On définit alors l'énergie mécanique $E_m = E_c + E_{pp}$. En l'absence de frottement, elle se conserve : ce que l'objet perd en altitude (énergie potentielle), il le gagne en vitesse (énergie cinétique). C'est exactement le point de vue du chapitre bilan énergétique d'un système, que tu croiseras juste après.
D'où vient le théorème, et un mot sur la puissance
Idée de démonstration. Le théorème de l'énergie cinétique découle de la deuxième loi de Newton. Pour une force constante sur un trajet rectiligne, l'accélération vaut $a = \dfrac{F}{m}$, et la cinématique donne $v_B^2 - v_A^2 = 2ad$. En multipliant par $\dfrac{1}{2}m$ : $\dfrac{1}{2}m v_B^2 - \dfrac{1}{2}m v_A^2 = m a d = F d = W$. On retrouve bien $\Delta E_c = W$.

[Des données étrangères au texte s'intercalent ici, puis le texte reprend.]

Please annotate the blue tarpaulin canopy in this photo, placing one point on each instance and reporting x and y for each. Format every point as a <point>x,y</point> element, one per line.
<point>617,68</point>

Aperçu : la puissance. Deux grues qui montent la même charge fournissent le même travail, mais pas à la même vitesse. Pour mesurer à quel rythme le travail est fourni, on définit la puissance $P = \dfrac{W}{\Delta t}$, exprimée en watts (symbole $\text{W}$, à ne pas confondre avec le travail $W$). C'est une notion voisine que tu approfondiras plus tard.
Petit bonus. On a pris $g = 10\,\text{N/kg}$ pour simplifier les calculs ; la valeur réelle près de la surface de la Terre est plutôt $g \approx 9{,}81\,\text{N/kg}$.